Hoe zouden jullie de wijk Overvecht beschrijven?

Monique: “Het is al jarenlang een van de armste wijken van Utrecht, 30 procent van de bewoners leeft hier onder de armoedegrens; in buurten als de 3S-dreven is dat zelfs 40 procent. Die armoede leidt tot allerlei sociale en veiligheidsproblemen. Tegelijkertijd is er veel trots. Bijvoorbeeld bij onze wijkambassadeurs: een groep van veertig bewoners die meedenkt en -doet met onze aanpak. Zij vinden Overvecht nog steeds een hele mooie wijk. En dat is het ook: heel groen en ruim opgezet.”

Houcine: “Ik ben 22 jaar geleden vanuit de wijk Hoograven in een van de 3S-flats komen wonen. Ik werkte hele dagen in de bouw en wilde daarnaast iets voor de buurt doen. Op vijf minuten lopen zat een voetbalvereniging. Daar ben ik in de avonden de jeugd gaan trainen. Later ben ik er ook bestuurslid geworden. Dan hoor je bijvoorbeeld over kinderen die geen geld hebben om voetbalschoenen te kopen. Vanuit die armoede zie ik veel andere problemen in de buurt ontstaan. Er zijn bijvoorbeeld regelmatig vechtpartijen. Of jongeren die uit verveling bushokjes vernielen of de politie uitdagen.”
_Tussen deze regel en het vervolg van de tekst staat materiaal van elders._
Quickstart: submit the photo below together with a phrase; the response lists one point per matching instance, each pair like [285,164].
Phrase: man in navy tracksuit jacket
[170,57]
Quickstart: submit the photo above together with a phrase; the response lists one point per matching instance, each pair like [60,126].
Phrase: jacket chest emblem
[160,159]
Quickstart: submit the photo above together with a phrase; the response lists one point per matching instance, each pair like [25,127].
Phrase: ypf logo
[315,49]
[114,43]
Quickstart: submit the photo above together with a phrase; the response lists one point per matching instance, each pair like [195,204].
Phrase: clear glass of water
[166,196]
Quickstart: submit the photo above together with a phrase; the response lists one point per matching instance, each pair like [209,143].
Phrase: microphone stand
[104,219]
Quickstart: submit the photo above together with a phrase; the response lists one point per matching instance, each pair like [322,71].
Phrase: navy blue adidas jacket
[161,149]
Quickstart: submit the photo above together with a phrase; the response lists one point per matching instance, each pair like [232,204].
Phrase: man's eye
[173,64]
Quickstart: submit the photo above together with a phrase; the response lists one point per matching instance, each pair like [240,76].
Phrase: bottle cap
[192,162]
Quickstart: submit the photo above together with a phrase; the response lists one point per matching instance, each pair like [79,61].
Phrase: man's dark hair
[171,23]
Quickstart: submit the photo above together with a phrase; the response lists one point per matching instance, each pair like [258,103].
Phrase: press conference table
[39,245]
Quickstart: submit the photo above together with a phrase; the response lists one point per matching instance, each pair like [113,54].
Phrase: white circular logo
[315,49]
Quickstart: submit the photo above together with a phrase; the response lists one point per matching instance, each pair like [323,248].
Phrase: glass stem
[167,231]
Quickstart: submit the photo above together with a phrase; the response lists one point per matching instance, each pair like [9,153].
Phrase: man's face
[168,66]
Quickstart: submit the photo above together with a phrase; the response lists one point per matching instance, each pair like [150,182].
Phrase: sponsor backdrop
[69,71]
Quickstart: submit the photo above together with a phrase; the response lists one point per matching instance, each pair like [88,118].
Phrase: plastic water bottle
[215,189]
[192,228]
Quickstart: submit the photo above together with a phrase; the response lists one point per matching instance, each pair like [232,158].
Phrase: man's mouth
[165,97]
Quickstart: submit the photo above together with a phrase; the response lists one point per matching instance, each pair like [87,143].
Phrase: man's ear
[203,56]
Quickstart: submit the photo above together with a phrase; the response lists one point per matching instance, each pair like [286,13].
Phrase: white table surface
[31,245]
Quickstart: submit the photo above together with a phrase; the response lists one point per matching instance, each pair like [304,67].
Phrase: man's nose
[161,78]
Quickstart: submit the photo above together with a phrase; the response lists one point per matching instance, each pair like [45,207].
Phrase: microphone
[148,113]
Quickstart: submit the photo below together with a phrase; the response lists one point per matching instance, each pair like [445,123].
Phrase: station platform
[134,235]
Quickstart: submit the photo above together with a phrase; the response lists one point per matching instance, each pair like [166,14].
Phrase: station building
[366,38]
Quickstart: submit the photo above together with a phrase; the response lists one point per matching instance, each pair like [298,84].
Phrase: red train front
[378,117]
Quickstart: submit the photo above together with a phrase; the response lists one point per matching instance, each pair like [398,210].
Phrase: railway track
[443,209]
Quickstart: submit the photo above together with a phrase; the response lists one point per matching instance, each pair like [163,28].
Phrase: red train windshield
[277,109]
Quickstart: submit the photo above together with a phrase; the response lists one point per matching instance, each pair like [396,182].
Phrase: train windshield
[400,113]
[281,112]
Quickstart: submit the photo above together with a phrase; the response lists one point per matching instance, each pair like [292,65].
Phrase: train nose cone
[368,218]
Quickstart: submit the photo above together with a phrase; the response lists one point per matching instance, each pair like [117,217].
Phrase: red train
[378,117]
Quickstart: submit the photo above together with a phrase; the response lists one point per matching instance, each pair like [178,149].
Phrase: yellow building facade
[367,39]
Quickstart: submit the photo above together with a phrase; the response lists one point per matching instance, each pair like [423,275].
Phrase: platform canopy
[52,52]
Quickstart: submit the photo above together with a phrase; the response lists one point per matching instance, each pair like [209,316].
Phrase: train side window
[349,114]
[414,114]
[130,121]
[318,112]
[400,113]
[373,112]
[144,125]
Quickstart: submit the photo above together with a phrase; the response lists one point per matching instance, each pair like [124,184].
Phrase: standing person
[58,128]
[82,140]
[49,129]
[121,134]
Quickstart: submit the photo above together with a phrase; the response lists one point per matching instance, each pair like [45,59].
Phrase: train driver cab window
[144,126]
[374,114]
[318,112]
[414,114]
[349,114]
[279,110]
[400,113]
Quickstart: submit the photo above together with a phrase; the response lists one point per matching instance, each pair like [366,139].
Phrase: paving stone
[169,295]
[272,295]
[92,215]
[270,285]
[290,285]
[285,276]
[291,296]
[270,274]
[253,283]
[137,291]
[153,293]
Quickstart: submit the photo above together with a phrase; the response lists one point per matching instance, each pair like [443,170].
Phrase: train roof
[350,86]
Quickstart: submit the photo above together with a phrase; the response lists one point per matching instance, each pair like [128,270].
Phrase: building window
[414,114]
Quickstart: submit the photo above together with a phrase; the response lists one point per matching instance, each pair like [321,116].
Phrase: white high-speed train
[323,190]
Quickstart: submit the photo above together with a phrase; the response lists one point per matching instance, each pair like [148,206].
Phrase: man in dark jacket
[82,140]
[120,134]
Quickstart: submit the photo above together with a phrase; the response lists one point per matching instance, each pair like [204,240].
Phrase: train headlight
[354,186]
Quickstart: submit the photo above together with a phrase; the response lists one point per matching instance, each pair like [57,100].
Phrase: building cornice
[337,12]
Tijmen: “Veel jongeren in Overvecht zijn kwetsbaar om geronseld te worden door criminelen, bijvoorbeeld om plofkraken uit te voeren. Als je opgroeit in armoede, dan is de verleiding om snel geld te verdienen natuurlijk groot. Soms zien ze het als bittere noodzaak. Omdat het hele gezin anders geen brood op de plank heeft. Dit laat goed zien hoe belangrijk het programma Preventie met Gezag is: de problemen die we hier hebben, kunnen we alleen in samenwerking aanpakken; tussen het sociale en het veiligheidsdomein, maar óók met de bewoners.”

Met die samenwerking zijn jullie in Overvecht al heel ver. Hoe hebben jullie dat voor elkaar gekregen?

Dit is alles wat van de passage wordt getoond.